Artificial intelligence (AI) systems must be systemically retrained to eliminate gender bias, industry analysts have advised amidst warnings that male-dominated development teams must be re-educated to build robotic automation systems that better reflect society.
Those workers – which have rapidly become commonplace in everything from logistics centres to police forces and automotive manufacturing plants – have been programmed for a range of situations but will never fully replace humans, noted Sharan Burrow, general secretary of the International Trade Union Confederation (ITUC), which represents over 200 million workers in 163 countries.
“Many employers who started off with the romance of robotry now understand that it’s about augmented workforces,” she told a recent Sydney Dialogue panel discussion about the issues raised by ever-improving AI-based process automation.
“It’s about the technology that allows workers to do their job much easier, much safer, and more inclusively,” she said, citing the example of disabled workers that had traditionally been able to work in manufacturing settings.
To accommodate the broad demographic mix in today’s workforce – and to enable businesses to take advantage of a more diverse set of skills – she said it was important that AI’s development engage with previously marginalised groups.
“The notion that you could have a fully robotic workforce is still something of science fiction, and should remain there,” she said.
“We ask that workers are at the design table, giving the company the benefit of their experience and their knowledge about process, but also being part of the solutions.”
A lack of diversity in engineering and robotics – where women comprise less than 10 per cent of workers – risks limiting the application of innovative techniques and missing out on potential game-changing solutions.
“What are the solutions that we’re not even thinking about because we have such a non-diverse pool of people who are developing those technologies?” pointed out Dr Sue Keay, chair of the Robotics Australia Group.
“There are a number of ways that we can try and address biases in the way these technologies are created, including deliberately programming the technologies to be more representative, and testing them to ensure they aren’t unfairly discriminating against people.”
“For these technologies to develop in a healthy and sustainable way,” she added, “we really need to see a lot more pressure for corporate social responsibility standards to apply – and to make sure companies are held to account for the type of technologies they’re creating to make sure that bias isn’t creeping into algorithms.”
Today’s AI is hindering diversity
Although AI is revolutionising the workplace, most organisations are still far from the inclusive vision that Burrow and others envision.
Citing a recent future-of-work study of 774 Indian companies – which found that 71 per cent had fewer than 10 per cent women and 30 per cent had no women at all – Dr Samir Saran, president of Indian thinktank the Observer Research Foundation, warned that developers of the AI workforce need to take a different approach.
“We have to distinguish between Star Wars and ‘narrow AI’” that is applied to specific functions, as in a manufacturing setting, Saran said, noting that “collaboration of machine with a modestly skilled person in the emerging world allows them to deliver more, and gives them a greater return on their time than they were ever able to get previously.”
With so few women represented in the design of AI systems, he said, “right now we have to undo a lot of historic wrongs.
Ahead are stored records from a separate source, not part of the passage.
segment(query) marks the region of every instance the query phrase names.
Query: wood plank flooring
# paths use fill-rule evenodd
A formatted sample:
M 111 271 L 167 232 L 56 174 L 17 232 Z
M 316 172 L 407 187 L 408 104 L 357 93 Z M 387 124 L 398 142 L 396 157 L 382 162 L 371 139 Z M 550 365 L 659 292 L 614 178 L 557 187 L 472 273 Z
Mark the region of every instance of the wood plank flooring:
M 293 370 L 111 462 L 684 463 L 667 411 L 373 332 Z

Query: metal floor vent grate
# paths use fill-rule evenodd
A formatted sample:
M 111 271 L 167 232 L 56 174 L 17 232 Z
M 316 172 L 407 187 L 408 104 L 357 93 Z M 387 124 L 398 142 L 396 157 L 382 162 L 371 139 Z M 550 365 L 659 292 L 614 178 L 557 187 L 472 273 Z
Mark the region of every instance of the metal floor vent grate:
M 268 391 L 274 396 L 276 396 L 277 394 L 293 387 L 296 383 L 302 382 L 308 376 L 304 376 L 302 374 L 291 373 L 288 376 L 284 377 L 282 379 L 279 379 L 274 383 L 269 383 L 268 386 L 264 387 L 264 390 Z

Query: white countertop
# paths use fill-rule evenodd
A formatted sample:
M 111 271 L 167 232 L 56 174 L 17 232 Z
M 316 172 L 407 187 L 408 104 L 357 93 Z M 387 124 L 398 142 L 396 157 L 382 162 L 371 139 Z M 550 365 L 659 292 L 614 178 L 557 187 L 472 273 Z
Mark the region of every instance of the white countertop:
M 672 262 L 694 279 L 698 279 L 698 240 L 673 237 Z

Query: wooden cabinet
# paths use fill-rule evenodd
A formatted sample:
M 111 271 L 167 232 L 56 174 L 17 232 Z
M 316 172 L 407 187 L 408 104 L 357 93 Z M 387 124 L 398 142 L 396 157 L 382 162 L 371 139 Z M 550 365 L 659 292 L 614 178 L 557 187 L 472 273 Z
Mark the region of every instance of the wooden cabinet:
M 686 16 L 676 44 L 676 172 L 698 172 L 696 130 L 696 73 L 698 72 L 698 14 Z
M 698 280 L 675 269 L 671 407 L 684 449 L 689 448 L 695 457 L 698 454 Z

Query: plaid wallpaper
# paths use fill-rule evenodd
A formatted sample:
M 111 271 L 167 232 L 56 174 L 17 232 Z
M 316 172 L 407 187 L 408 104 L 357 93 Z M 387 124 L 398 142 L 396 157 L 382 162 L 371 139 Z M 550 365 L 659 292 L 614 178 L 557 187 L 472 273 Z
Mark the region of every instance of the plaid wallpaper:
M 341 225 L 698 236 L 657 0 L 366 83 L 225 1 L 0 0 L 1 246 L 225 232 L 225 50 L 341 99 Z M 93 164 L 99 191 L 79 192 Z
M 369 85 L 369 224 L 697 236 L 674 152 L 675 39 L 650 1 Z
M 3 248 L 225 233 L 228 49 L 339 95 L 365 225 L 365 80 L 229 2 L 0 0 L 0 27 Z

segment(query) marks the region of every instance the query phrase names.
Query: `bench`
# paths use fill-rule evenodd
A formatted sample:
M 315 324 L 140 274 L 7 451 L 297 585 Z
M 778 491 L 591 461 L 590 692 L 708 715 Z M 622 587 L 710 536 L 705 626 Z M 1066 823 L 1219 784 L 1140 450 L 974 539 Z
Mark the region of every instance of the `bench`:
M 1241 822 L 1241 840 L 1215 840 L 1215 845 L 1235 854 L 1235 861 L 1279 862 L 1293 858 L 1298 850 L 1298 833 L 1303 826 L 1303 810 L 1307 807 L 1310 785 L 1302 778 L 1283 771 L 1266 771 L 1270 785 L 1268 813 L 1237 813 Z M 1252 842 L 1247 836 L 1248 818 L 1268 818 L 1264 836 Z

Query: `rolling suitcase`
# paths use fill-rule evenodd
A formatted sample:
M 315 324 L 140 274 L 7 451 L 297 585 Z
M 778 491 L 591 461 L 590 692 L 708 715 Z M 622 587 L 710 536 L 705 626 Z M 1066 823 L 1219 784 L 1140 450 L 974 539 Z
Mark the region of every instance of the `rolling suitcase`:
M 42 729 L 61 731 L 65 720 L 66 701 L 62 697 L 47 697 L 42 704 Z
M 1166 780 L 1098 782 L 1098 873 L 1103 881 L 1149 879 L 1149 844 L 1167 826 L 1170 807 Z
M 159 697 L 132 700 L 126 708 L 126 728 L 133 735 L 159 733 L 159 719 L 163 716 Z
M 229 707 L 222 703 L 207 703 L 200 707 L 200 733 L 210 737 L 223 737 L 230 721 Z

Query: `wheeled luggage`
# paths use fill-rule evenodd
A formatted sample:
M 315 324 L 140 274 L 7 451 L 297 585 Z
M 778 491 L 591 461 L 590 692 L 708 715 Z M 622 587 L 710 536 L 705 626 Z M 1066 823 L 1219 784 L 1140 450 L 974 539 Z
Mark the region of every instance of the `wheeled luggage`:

We need an unlevel playing field, and we have to program for that unlevel playing field by adding synthetic data to rectify some of the past.”
Developers need to stop focusing so much on the technology and think more about its social context, he added.
“The hunt for the elusive unicorn using tech models and workspaces is damaging larger constructs,” Saran said, warning that technology education needs to step back from its deterministic focus on AI and take a broader perspective.
“We need to invest huge amounts into social sciences and thinking about the social dimensions of technology now,” he said, “because we are losing the race.”
“Technologists need to be humanised, and the need to understand that they are really coding the future – not coding a bottom line. Automation is going to lead us to the need for a new dialogue.”